There has been some development in the marketplace. You have CeleCor's zalunfiban with recent data. How are you thinking about probability of success and just the overall market development given zalunfiban's success, decreasing the odds of a major adverse composite clinical endpoint compared with placebo in one month? Maybe you can talk to that.
Yeah. I think I see this as a strong proof of concept for selatogrel. I mean, there's obviously, and as has been pointed out externally, a number of issues with that study. I think what we've learned is that early platelet inhibition, that concept, which is the same we're using for selatogrel, leads to a risk reduction in those patients. They ended up having a 21% risk reduction overall, which is what we sized our study to be for selatogrel. I think this bodes well for the success of selatogrel. I think what I would point out, what's interesting in their data is the fact that from onset of symptoms to treatment, it was about 90 minutes, nine-zero. What we're targeting for selatogrel and what we're seeing is that treatment is within 30 minutes for selatogrel, so much earlier than what you saw with this drug.
The other data point I think is important is between the time of treatment to the time of PCI, it was about 50 minutes, which was very short and gives very little time for the drug to differentiate versus placebo. It will be much longer for selatogrel. In short, I think this study increased our probability of success. It is a strong proof of concept. It solidifies our assumptions. We feel good about the potential outcome of that study.

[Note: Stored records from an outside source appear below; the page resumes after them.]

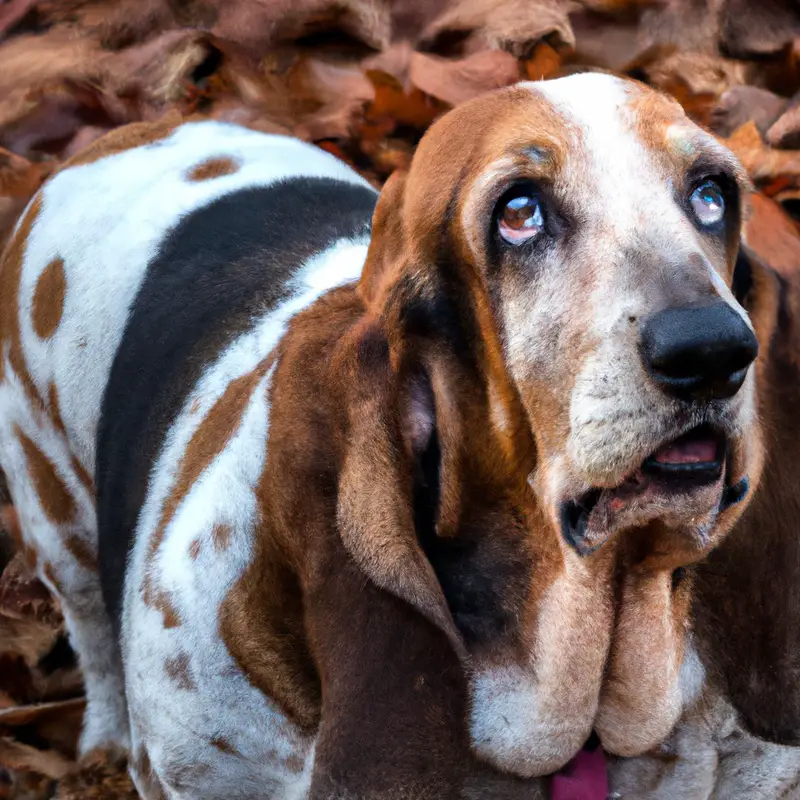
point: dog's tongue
(687, 450)
(584, 778)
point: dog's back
(143, 293)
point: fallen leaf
(116, 23)
(13, 12)
(545, 62)
(455, 81)
(605, 40)
(785, 131)
(19, 180)
(23, 596)
(749, 29)
(258, 25)
(696, 80)
(741, 104)
(516, 26)
(335, 96)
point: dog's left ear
(393, 420)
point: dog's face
(604, 226)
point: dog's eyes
(520, 218)
(708, 203)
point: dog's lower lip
(678, 467)
(697, 456)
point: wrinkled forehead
(617, 130)
(588, 136)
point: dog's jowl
(359, 496)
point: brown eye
(520, 219)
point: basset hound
(389, 497)
(739, 737)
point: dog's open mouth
(686, 472)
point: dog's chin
(685, 484)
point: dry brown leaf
(761, 28)
(603, 40)
(515, 26)
(335, 97)
(455, 81)
(30, 63)
(764, 164)
(696, 80)
(690, 25)
(785, 131)
(157, 69)
(19, 756)
(774, 236)
(743, 103)
(256, 25)
(40, 712)
(100, 778)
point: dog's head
(603, 228)
(555, 278)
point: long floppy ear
(392, 421)
(747, 594)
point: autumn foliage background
(363, 79)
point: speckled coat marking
(82, 250)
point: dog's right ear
(388, 248)
(392, 421)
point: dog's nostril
(698, 353)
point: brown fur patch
(56, 500)
(48, 299)
(294, 764)
(55, 409)
(82, 552)
(221, 536)
(126, 138)
(50, 574)
(178, 668)
(10, 278)
(212, 168)
(210, 438)
(224, 746)
(83, 475)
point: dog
(739, 738)
(382, 497)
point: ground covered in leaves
(364, 79)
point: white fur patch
(106, 220)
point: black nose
(698, 353)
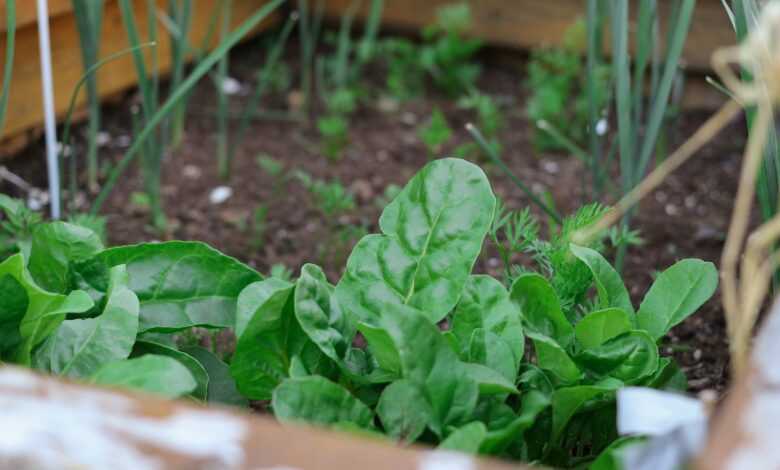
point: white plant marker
(52, 164)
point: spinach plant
(444, 360)
(409, 343)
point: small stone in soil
(220, 194)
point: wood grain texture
(112, 425)
(531, 23)
(25, 103)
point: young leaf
(629, 357)
(490, 382)
(222, 388)
(319, 314)
(28, 321)
(551, 357)
(403, 411)
(161, 375)
(490, 350)
(382, 347)
(485, 304)
(467, 438)
(268, 338)
(317, 400)
(676, 294)
(668, 377)
(540, 308)
(600, 326)
(566, 402)
(428, 362)
(496, 441)
(55, 247)
(79, 347)
(610, 288)
(179, 284)
(432, 234)
(197, 371)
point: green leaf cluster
(410, 343)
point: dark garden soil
(686, 217)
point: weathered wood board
(47, 424)
(25, 108)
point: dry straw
(745, 285)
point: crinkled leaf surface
(428, 361)
(566, 402)
(56, 246)
(540, 308)
(551, 357)
(161, 375)
(196, 369)
(432, 234)
(629, 357)
(602, 325)
(317, 400)
(485, 305)
(492, 351)
(467, 438)
(497, 440)
(611, 290)
(319, 314)
(78, 348)
(221, 386)
(676, 293)
(28, 321)
(179, 284)
(403, 411)
(268, 338)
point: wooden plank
(531, 23)
(47, 423)
(25, 108)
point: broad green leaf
(317, 400)
(668, 377)
(221, 388)
(319, 314)
(467, 438)
(611, 290)
(551, 357)
(403, 411)
(78, 348)
(490, 381)
(179, 284)
(676, 293)
(485, 304)
(610, 458)
(382, 347)
(428, 362)
(540, 308)
(601, 325)
(492, 351)
(161, 375)
(196, 369)
(56, 246)
(531, 405)
(268, 340)
(29, 320)
(566, 402)
(432, 234)
(629, 357)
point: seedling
(436, 133)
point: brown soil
(686, 217)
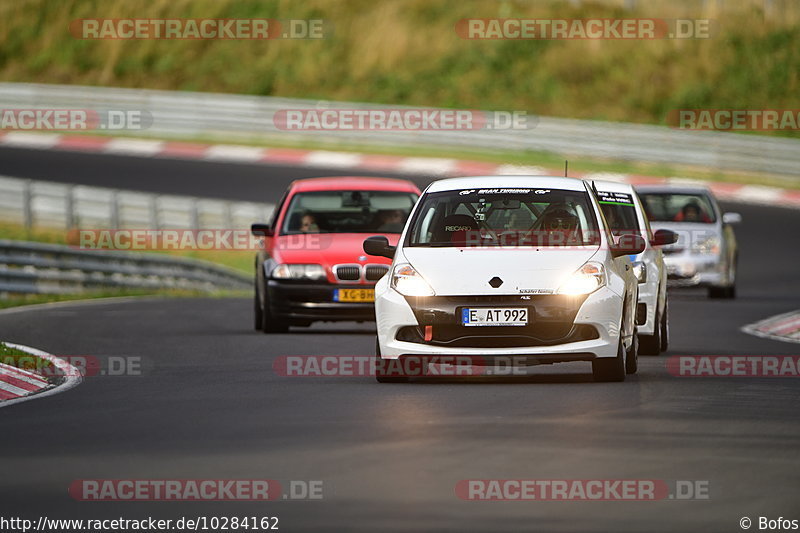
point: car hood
(467, 271)
(326, 249)
(688, 233)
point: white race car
(706, 253)
(625, 214)
(499, 266)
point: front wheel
(728, 291)
(269, 322)
(651, 344)
(610, 369)
(258, 313)
(632, 356)
(664, 326)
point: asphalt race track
(209, 405)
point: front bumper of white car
(561, 328)
(688, 269)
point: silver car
(706, 253)
(625, 213)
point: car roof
(510, 181)
(353, 183)
(612, 186)
(674, 188)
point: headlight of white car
(640, 271)
(408, 282)
(309, 272)
(709, 245)
(585, 280)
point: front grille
(347, 272)
(500, 337)
(376, 272)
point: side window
(276, 213)
(643, 214)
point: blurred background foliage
(407, 52)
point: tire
(607, 369)
(379, 366)
(269, 322)
(258, 313)
(729, 291)
(665, 328)
(632, 357)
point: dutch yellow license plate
(354, 295)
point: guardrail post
(194, 213)
(228, 216)
(154, 218)
(114, 210)
(70, 201)
(27, 201)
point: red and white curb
(785, 327)
(17, 385)
(753, 194)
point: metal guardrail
(192, 114)
(31, 267)
(57, 205)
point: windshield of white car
(348, 212)
(619, 212)
(504, 217)
(678, 207)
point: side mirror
(628, 244)
(731, 218)
(379, 246)
(261, 230)
(663, 237)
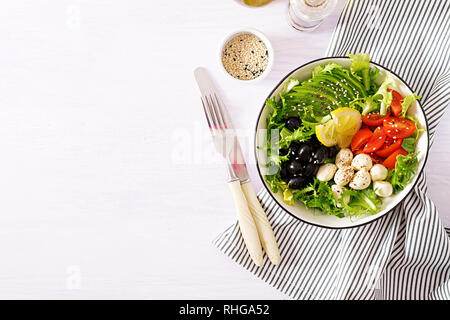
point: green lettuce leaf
(383, 94)
(409, 144)
(366, 105)
(360, 64)
(326, 68)
(288, 197)
(303, 133)
(403, 172)
(288, 85)
(319, 195)
(361, 202)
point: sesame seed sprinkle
(245, 57)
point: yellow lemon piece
(348, 121)
(327, 133)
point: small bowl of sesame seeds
(246, 55)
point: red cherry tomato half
(360, 138)
(392, 159)
(374, 119)
(389, 147)
(396, 103)
(376, 141)
(398, 128)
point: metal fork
(224, 140)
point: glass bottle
(306, 15)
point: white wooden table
(109, 187)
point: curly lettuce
(403, 172)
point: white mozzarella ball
(343, 176)
(344, 158)
(337, 193)
(378, 172)
(362, 161)
(326, 172)
(361, 180)
(382, 188)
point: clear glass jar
(255, 3)
(306, 15)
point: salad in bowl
(345, 140)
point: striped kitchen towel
(406, 254)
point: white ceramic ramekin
(258, 34)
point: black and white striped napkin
(406, 254)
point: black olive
(297, 182)
(293, 123)
(332, 151)
(294, 167)
(310, 170)
(284, 174)
(283, 152)
(293, 149)
(313, 141)
(304, 153)
(320, 155)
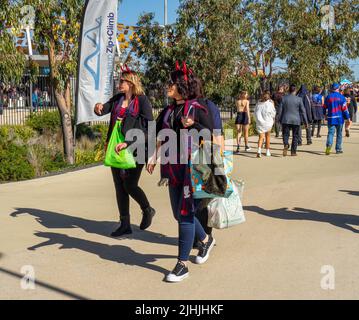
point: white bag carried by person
(227, 212)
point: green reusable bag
(122, 160)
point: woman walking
(177, 175)
(317, 110)
(133, 108)
(243, 120)
(264, 114)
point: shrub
(14, 163)
(11, 133)
(47, 121)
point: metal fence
(16, 101)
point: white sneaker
(204, 250)
(179, 273)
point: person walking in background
(264, 114)
(335, 111)
(304, 94)
(277, 98)
(35, 99)
(243, 120)
(291, 113)
(317, 110)
(352, 108)
(133, 108)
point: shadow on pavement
(45, 285)
(55, 220)
(352, 193)
(114, 253)
(338, 220)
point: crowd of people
(288, 109)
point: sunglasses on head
(124, 80)
(170, 83)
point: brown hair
(243, 95)
(132, 77)
(265, 96)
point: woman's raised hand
(150, 167)
(98, 108)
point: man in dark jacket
(304, 94)
(277, 98)
(291, 115)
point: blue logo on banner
(94, 36)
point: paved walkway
(302, 215)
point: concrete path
(301, 235)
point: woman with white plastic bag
(227, 212)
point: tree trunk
(64, 104)
(67, 131)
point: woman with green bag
(130, 109)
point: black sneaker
(285, 151)
(147, 216)
(179, 273)
(125, 228)
(204, 250)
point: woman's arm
(248, 112)
(103, 109)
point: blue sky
(130, 10)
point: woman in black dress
(135, 111)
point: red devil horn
(184, 68)
(128, 69)
(185, 71)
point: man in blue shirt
(335, 111)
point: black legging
(317, 123)
(126, 184)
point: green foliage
(47, 121)
(46, 159)
(11, 133)
(314, 56)
(14, 162)
(85, 157)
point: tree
(259, 27)
(205, 37)
(57, 30)
(12, 62)
(313, 55)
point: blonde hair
(132, 77)
(243, 95)
(265, 96)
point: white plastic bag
(227, 212)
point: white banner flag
(97, 56)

Okay. That's helpful. I wanted to move along and talk about your fast-acting meloxicam product. First, where do you stand with the filing on that and your expectation for the review cycle? Is an accelerated review for the product possible?
Yeah. We are scheduling a meeting with the agency, a pre-NDA meeting. We expect it over the next few weeks. That discussion will have a couple of key discussion points there. One of them is timing of filing and ability for the FDA to grant us accelerated review. We'll be discussing that with them. We'll also be discussing our approach to the label a little bit, specifically around opioid sparing because our data is very strong, and we follow their guidance and recommendations during the development to get to language in the label around opioid sparing. These will be the two key discussion points with the agency. Depending on the timing of this meeting, we'll be able to file shortly thereafter, so either end of the year or early next year.
I wanted to take a step back on the meloxicam product. This is obviously a very well established NSAID. And certainly, it's important to have more non-opioid alternatives. Help us understand how you're thinking about the use cases or potential use cases here. In other words, are you thinking about it for mainly acute pain? Is it post-operative pain? Is this going to be a hospital product? Is this going to be an office-based product? Help us just understand. It might be all those things, but how do you think about that?
Yeah. To your point, David, we're really excited about the fast-acting meloxicam opportunity. Just to frame the opportunity holistically, there are over 80 million acute pain cases per year, and still over kind of about 50% are still used opioids despite the recognized risks of dependence and misuse. Additionally to that, we're seeing a multimodal approach where patients are leaving with multiple options to manage their pain. In that context, as we think about market segmentation, we're really focused on two areas. One is the outpatient and ambulatory surgical centers where you see high-volume procedures like joint replacements and bunionectomies. In addition to that, the kind of in-office physician procedures like dental offices and cosmetic procedures. To your point, yes, in the hospital, that does play a role in the overall acute pain treatment landscape.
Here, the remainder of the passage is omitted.